Migration to wireless a sign of things to come in telecom (Bits & Bytes Column)
Kansas City,MO (11-02-2004)
From Kansas Cty Star
By David Hayes
(Only the portion of the column that discusses ITTC is below)
Anyone who has run a business knows how difficult it can be to keep track of inventory.
New tags that use relatively inexpensive radio wave technology are on the horizon and could eventually replace bar codes.
Companies such as Wal-Mart are requiring their suppliers to include Radio Frequency Identification tags, initially to track pallets of merchandise.
Eventually, the so-called RFID tags will track individual products.
Toby Rush, president of Rush Tracking Systems of Lenexa, is planning to talk about RFID technology at a breakfast meeting later this month at the Ewing Marion Kauffman Foundation.
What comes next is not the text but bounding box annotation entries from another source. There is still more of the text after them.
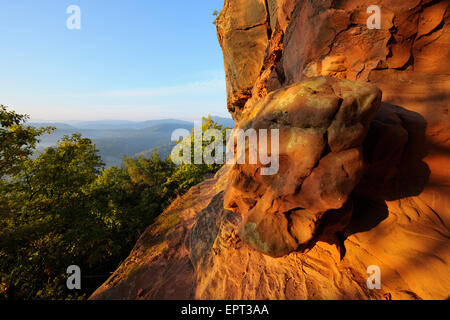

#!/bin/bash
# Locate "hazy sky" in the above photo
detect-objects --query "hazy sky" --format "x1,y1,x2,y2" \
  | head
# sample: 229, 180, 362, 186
0, 0, 228, 121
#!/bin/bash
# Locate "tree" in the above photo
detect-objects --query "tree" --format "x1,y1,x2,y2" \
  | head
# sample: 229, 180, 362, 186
0, 105, 54, 179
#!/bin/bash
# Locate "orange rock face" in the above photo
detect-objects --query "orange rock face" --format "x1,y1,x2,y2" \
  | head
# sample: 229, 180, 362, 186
225, 77, 381, 257
92, 0, 450, 299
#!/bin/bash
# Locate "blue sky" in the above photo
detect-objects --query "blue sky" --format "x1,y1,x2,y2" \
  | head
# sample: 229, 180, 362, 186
0, 0, 228, 121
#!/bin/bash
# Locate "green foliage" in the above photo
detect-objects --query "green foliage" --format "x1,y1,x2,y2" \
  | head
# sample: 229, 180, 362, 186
0, 106, 230, 300
0, 105, 54, 179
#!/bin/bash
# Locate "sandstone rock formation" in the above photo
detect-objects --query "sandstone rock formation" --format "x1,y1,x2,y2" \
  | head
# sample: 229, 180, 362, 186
225, 77, 381, 256
92, 0, 450, 299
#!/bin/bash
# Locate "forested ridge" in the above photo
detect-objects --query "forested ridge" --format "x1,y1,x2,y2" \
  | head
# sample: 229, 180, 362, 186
0, 106, 225, 300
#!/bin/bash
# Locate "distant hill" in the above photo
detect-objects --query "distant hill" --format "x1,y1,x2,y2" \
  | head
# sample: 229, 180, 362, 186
29, 116, 234, 166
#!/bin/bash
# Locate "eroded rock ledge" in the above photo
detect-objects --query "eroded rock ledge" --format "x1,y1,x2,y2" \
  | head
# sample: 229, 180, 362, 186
225, 77, 381, 257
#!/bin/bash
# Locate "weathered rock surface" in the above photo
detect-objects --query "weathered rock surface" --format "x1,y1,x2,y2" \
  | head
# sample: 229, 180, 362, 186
225, 77, 381, 257
92, 0, 450, 299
Rush's company recently helped finance an RFID research center at the University of Kansas Information and Telecommunication Technology Center.
RFID tags consist of a microprocessor chip and a miniature antenna. The technology allows the tag to communicate with a RFID reader by sending a signal at the frequency of radio waves emitted by the antenna.
Data sent by the tags includes a unique identification number, similar to that used in bar codes.
Some industry analysts predict that RFID tags eventually will be used to do more than track inventory.
For example, the tag could be used to generate a bill before a consumer gets near a checkout counter.
The RFID session is being sponsored by ITKC, a networking program of KCCatalyst.
The ITKC session is scheduled for 7:30 a.m. on Nov. 16 at the Kauffman Foundation. The event costs $25 and includes breakfast.
Information and registration is online at www.itkc.org/events2.asp.